Answer: (A), (B), (C), (D)

  1. One weakness with comparing hashes to verify program integrity is the frequency of false positive results when, even though the two programs are the same, the filename has been modified. This will cause the hashes not to match. True or false?

Answer: True

Lab 2.5 Review Questions

  1. LDAP stands for ___.
  1. Limited Directory Access Protocol
  2. Lightweight Directory Access Protocol
  3. Local Directory Accessibility Protocol
  4. Local Domain Access Protocol

Answer: (B) Lightweight Directory Access Protocol

  1. The administrator of the first domain in a forest is called the ___.
  1. Primary Domain Administrator
  2. Forest Administror
  3. Enterprise Administrator
  4. Domain Administrator

Answer: (A) Primary Domain Administrator

  1. When a Windows Server 2008 forest is first created, the only user who can add or remove domains is the administrator of the first domain in the forest.

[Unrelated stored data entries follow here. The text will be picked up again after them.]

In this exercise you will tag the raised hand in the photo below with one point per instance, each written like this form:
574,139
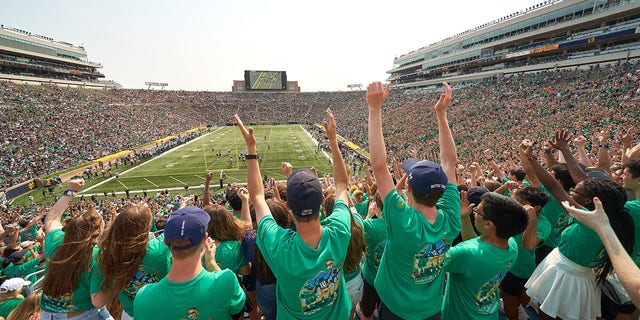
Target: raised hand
525,147
465,207
286,168
376,94
330,127
249,138
445,99
627,138
562,140
595,219
603,137
243,194
580,141
531,211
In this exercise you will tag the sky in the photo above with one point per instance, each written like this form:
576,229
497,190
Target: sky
205,45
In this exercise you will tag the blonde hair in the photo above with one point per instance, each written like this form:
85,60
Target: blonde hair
28,307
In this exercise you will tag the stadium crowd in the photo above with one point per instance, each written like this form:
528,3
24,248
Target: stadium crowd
295,251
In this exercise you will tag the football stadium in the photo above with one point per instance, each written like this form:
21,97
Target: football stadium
499,166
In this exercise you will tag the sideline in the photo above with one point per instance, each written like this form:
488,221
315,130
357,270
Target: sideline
152,159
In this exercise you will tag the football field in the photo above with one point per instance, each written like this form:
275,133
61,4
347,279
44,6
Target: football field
218,151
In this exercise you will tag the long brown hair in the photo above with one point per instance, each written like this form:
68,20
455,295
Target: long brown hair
357,246
281,215
73,255
124,246
29,306
223,226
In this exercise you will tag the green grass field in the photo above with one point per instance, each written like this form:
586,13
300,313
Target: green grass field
188,164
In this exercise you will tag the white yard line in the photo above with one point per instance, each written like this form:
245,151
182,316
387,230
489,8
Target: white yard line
125,187
315,142
157,186
156,157
177,180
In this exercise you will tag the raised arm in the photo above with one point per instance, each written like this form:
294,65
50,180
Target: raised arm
531,175
448,157
467,232
376,94
625,268
340,175
549,159
367,176
549,182
254,178
245,213
627,141
52,220
207,193
604,161
562,144
530,235
580,142
497,171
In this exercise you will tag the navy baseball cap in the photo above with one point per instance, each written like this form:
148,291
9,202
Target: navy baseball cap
304,193
475,193
425,176
188,223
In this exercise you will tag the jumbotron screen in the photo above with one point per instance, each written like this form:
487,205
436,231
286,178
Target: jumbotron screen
265,80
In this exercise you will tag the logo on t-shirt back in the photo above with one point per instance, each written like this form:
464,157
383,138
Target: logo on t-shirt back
321,290
427,263
487,298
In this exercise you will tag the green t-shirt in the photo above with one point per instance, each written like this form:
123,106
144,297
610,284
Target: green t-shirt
29,234
29,256
581,245
312,284
22,270
375,235
634,211
362,207
53,241
210,295
229,256
525,183
154,266
88,283
410,277
348,276
475,269
8,306
557,216
526,261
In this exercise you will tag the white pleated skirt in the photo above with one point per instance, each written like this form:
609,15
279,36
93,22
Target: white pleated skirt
564,288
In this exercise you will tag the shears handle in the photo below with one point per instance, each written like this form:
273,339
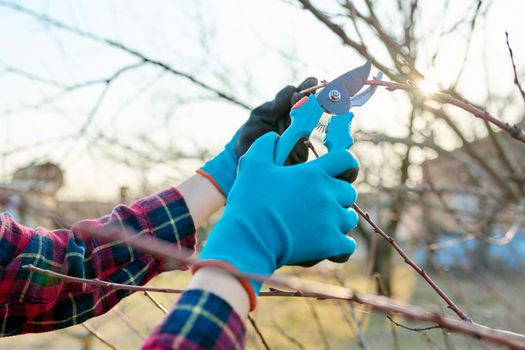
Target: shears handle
338,136
305,115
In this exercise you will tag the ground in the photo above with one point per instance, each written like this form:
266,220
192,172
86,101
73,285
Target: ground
289,323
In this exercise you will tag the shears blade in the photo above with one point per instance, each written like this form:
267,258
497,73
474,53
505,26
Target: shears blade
335,97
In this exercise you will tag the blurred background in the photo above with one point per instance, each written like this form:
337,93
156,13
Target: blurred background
102,102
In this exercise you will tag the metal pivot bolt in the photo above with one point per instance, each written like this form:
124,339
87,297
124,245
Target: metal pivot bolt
334,95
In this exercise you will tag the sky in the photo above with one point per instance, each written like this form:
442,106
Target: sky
252,48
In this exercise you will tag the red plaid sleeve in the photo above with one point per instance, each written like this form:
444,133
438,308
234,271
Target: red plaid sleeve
31,302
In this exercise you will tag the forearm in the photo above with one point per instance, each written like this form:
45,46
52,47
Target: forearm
202,198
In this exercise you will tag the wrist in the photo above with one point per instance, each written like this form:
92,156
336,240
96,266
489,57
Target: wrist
217,280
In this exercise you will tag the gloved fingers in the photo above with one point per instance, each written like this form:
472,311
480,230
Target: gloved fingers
335,163
345,193
307,83
262,149
341,258
349,220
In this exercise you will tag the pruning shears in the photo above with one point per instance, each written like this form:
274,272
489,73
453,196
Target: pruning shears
336,98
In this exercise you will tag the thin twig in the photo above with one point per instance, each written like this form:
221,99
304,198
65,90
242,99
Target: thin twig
514,131
155,301
118,45
258,331
412,263
122,316
421,329
173,252
100,283
516,80
318,323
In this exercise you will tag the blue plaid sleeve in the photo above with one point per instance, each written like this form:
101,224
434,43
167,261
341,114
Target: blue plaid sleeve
199,320
31,302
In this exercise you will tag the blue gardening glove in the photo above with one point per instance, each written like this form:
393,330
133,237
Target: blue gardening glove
284,215
273,115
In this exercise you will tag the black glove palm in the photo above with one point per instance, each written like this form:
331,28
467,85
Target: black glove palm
275,116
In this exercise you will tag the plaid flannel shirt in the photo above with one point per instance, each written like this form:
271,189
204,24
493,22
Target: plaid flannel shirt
32,302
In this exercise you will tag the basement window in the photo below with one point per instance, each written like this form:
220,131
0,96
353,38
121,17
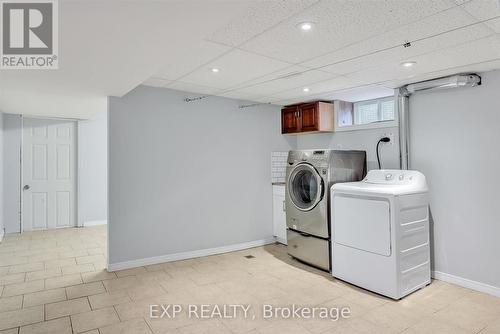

True or False?

Answer: True

  1. In order to find the LDAP service, a client must access which type of DNS record?
  1. SRV
  2. MX
  3. NS
  4. PTR

Answer: (A) SRV

  1. Which of the following statements regarding AD DS is true? (Choose all that apply.)
  1. Installing the AD DS role creates a workgroup.
  2. Installing the AD DS role creates a domain controller.
  3. Installing the AD DS role creates a domain
  4. Installing the AD DS role creates neither a domain controller nor a domain.

Answer: (D) Installing the AD DS role creates neither a domain controller nor a domain.